Shirish Lawate, past president of RC Pune Metro, RID 3131, says that even though medical advancements enable HIV-positive individuals to live longer and have healthy children without transmitting the virus, it can still be hard for them to find friends or a partner. Lawate works with an NGO called ­Manavya, which helps in rehabilitation of orphaned children with HIV. For over 13 years now, RC Pune Metro and Manavya together have been holding a special matchmaking camp called ‘Snehbandh – HIV Vivaha Mela’ for HIV positive people. “This camp has resulted in over 350 happy marriages between those infected with HIV, earning the project three district awards,” he says.

RC Pune Metro team with Manavya volunteers at a Snehbandh Vivaha Mela meet.
RC Pune Metro team with Manavya volunteers at a Snehbandh Vivaha Mela meet.

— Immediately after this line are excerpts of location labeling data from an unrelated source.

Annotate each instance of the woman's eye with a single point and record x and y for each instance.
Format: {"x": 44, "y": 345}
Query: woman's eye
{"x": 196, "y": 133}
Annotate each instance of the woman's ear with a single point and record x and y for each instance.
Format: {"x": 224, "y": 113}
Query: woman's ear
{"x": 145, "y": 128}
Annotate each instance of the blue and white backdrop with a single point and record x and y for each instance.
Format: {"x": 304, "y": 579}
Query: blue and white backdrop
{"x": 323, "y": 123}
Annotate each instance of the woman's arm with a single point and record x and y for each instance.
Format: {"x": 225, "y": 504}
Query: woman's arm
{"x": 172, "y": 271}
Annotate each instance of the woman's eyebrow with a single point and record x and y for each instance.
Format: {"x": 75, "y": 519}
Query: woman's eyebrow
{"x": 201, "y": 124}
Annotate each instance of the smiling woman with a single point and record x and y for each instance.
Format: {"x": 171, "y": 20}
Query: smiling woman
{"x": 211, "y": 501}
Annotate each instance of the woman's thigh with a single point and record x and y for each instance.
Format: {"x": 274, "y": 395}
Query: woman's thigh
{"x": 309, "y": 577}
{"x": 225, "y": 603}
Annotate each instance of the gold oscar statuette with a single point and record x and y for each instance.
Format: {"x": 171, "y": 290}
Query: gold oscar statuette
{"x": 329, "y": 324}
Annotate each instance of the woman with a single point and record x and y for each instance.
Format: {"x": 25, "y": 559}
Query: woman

This year the project was executed by the alumni of ­Manavya. “The young, tech-savvy, and enthusiastic team took charge and developed a safe website where interested boys and girls could register and search for a suitable match. Special precautions were taken to protect the identity and confidentiality of those who registered. It was a paperless and hassle-free affair,” beams Lawate. This technological intervention helped to get over 110 online registrations for the matrimony meet.

At the meet, the Manavya volunteers organised games for the participants, which helped them open up and interact with each other. “In today’s fast-paced world, finding the right partner can be a daunting task, made even more complex for HIV patients due to social stigma and discrimination. But the atmosphere in the hall was relaxed and pleasant, and we felt safe discussing marriage terms,” says Rekha (name changed), a participant at the mela.

The club organised a mass marriage event in 2010 for HIV infected people.
The club organised a mass marriage event in 2010 for HIV infected people.

As an additional step, the parents of those who registered were made to sit in a different room where a counsellor helped them understand that “they should not think about caste and religion while choosing the right match for their sons and daughters. Parents should understand that in a relationship where both partners are HIV positive, there should be a more open and honest communication around topics like sexual health, medical treatment, and managing the infection. This can help create a stronger and supportive partnership,” explains Lawate.

Vivek Kulkarni, the president of RC Pune Metro, was excited as “two marriages were fixed at the mela and many participants made friends with one another. The beauty of this project is that it recognises the importance of providing resources and support to those living with HIV and their families, helping them find love and companionship while breaking down societal barriers.”

DGN Sheetal Shah who was present at the matrimony meet says, “It was heartwarming to witness the happiness and enthusiasm on the participants’ faces. Projects like these showcase the true power of Rotary.”